How to Handle Secrets in Helm

Kubernetes (K8s), an open-source container orchestration system, has become the de-facto standard for running containerized workloads thanks to its scalability and resilience.

Although K8s has the capabilities to streamline deployment processes, the actual deployment of applications can be cumbersome, since deploying an app to a K8s cluster typically involves managing multiple K8s manifests (like Deployment, Service, ConfigMap, Secret, Ingress, etc.) in YAML format. This isn't ideal because it introduces additional operational overhead due to the increased number of files for one app. Moreover, it often leads to duplicated, copy-pasted sections of the same app across different environments, making it more susceptible to human errors.

Helm, a popular package manager for Kubernetes, is designed to solve these deployment issues and help us manage K8s apps.

Helm Charts and Helm Secrets

Helm provides a straightforward way to define, install, and upgrade apps on K8s clusters. It is based on reusable templates called Helm charts, which encapsulate all the necessary K8s manifests, configurations, and dependencies into one single package, making it a whole lot easier to consistently version-control, publish/share, and deploy apps.

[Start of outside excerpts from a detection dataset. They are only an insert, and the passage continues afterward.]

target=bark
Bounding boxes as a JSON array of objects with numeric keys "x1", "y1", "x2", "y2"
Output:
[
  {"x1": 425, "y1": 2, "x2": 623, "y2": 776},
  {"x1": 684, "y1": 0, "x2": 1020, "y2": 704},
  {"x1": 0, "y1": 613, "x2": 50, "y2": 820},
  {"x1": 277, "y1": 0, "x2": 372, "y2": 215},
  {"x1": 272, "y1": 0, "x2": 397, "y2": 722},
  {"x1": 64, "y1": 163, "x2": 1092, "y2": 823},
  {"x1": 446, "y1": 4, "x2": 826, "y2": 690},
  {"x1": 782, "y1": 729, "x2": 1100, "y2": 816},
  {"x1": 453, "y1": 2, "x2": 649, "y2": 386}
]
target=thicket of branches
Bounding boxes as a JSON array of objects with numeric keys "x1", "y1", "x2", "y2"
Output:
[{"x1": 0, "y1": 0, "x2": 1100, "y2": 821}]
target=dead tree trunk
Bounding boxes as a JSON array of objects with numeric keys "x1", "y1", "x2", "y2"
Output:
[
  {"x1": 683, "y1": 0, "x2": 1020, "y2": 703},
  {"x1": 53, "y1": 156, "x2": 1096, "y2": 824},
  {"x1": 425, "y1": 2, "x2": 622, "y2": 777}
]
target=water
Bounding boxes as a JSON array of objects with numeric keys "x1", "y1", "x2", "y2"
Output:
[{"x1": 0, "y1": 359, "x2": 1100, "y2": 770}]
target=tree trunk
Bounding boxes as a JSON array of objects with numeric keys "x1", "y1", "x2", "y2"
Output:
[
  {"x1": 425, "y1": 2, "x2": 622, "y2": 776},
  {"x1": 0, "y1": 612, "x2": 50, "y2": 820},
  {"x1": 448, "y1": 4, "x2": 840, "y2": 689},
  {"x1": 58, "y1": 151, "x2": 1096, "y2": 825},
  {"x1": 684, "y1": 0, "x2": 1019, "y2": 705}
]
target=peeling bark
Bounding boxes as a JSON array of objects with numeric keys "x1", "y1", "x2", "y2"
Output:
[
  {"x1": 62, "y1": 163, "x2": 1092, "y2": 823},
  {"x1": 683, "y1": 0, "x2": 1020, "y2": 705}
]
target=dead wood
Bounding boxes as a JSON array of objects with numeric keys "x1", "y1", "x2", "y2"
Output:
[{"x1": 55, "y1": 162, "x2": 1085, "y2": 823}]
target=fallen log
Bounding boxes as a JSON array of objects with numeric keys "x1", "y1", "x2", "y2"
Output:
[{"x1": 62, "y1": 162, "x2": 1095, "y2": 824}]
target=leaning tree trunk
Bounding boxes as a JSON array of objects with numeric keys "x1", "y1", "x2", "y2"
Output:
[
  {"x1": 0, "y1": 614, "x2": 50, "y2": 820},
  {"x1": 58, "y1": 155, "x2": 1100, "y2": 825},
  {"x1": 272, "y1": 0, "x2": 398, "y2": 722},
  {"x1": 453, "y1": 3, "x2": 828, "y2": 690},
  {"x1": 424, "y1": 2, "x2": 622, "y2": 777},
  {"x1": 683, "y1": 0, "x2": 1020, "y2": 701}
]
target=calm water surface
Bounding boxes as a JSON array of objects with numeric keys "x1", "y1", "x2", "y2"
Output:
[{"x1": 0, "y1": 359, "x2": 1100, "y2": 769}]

Since most apps rely on configurations, Helm charts often rely on ConfigMaps and Secrets (for sensitive information) to pass values to the apps as environment variables, following the Twelve-Factor App methodology. However, handling secrets in Helm can be challenging due to security concerns and collaboration/access control reasons:

In this article, we aim to provide comprehensive solutions to solve these challenges once and for all. Here's what you can expect:

Without further ado, let's dive in and explore the solutions to revolutionize your secrets management within Helm charts.

Tutorial: The helm-secrets Plugin

As mentioned in the previous section, managing secrets for Helm charts can be challenging because Helm chart Secrets contain sensitive information, and it's difficult to control access between team members.

With that in mind, there are two (and maybe only two) approaches to managing secrets in Helm charts: either we store sensitive information in Helm charts encrypted, or we don't store them in the charts at all:

A Quick Introduction to the helm-secrets Plugin

TL;DR: the helm-secrets plugin can work in both of the two above-mentioned methods:

How helm-secrets works

OK, now the long version.

Helm-secrets is a Helm plugin that manages secrets.

What's a Helm plugin, then? Good question.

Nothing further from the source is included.